The California Department of Insurance has revealed that it is planning to either suspend or revoke the Wells Fargo insurance license in the state. It is pursuing this intention as a result of the company’s online insurance referral program and its allegedly improper sales practices.
The department conducted an investigation that revealed around 1,500 improper insurance sales.
In those cases, the online Wells Fargo insurance company was allegedly found to have sold about 1,500 policies and to have charged premiums on those policies to customers who had neither given their permission nor were they aware of the policy purchase in the first place, said a California Department of Insurance statement this week.
At the time of the writing of this article, Wells Fargo had not been immediately available for comment on this issue. The company is the third largest American lender when measured by assets.
Wells Fargo insurance has already announced its intentions to withdraw from the personal insurance business.

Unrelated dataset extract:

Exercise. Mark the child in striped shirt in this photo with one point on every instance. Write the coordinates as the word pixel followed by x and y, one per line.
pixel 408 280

The insurance company’s current personal insurance business includes homeowners, renters, auto and umbrella products. In its announcement of its withdrawal from that market, it stated that it would immediately begin winding down its promotional and overall marketing activity for that business. It intends to fully exit the business at some point in the first quarter of next year.
This represents only the latest in a series of scandals wracking the company’s insurance business. Wells Fargo has been battling to recover from one scandal after another for over a year. This has impacted a number of its consumer businesses, particularly its various insurance products.
In 2016, the bank was required to pay $185 million to regulators following an investigation that discovered that Wells Fargo employees had been opening deposit and credit card accounts in the names of real customers without their knowledge. This year, it was discovered that auto loan customers were being sold car insurance they didn’t need, charging unnecessary premiums that led to many thousands of vehicle repossessions.
Wells Fargo insurance has already been existing a number of other markets such as crop coverage. Leaving the personal insurance business is only the next step in that plan.